I’ve been sick the past few days, with what feels like the bronchitis my office mate had for the past two weeks: joint and bone and muscle aches, a rasp in the chest that’s blossoming into a productive cough, digestive yuckiness, and a pervasive droopy-lidded tiredness. So in between fits of grading, I’ve been drinking lots of juice and water, and trying to sleep as much as I can.

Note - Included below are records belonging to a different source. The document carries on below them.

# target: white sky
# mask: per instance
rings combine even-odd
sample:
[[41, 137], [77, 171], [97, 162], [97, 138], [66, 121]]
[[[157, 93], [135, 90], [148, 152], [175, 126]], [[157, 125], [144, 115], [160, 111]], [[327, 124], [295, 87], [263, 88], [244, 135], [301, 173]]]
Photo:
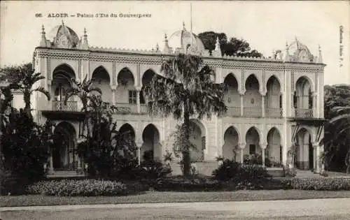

But that sleep’s been punctuated by whatever various symptoms waking me up, and also the bizarre half-asleep dreams about work: I’ve been absolutely certain that when I park down by the Hudson and walk up to my office, policy mandates that I investigate whether there are any fresh seafood vendors (on the Hudson?) at the Army’s South Dock, and if so, that I purchase and bring up an assortment for the Department and fill out a slip to be reimbursed. Or that rather than using the web and email to assist classroom instruction, I need to make myself a part of the growing circulating pool of cell phones in use by cadets for one-to-one communication with teachers, and that in order to do so effectively, I’ll have to set aside a significant portion of my monthly budget to add my own set of circulating cell phones to the pool. Or that I’ll mention the Kairos special issue I’m co-guest-editing to my cadets, and offer an example of the types of webtexts we’re looking for, and the cadets will communicate that to the Department, who will take said example as a promise of scholarship to be accomplished within the coming year, so I’ll set aside several hours to write a quick-and-dirty Disputatio piece, and Cheryl will like it so much (my anxieties, unfortunately, aren’t modest) that she’ll insist I write several such pieces for each issue.
Which would all be funny in their ridiculousness — fish, cell phones, mandatory Disputatio — except that for five or six hazy half-awake muddled minutes, I’ll be quite sure that I need to figure out a plan to address these tasks before I go to work the next day, and I’ll fall asleep trying to figure out which buildings the seafood vendors are hiding behind.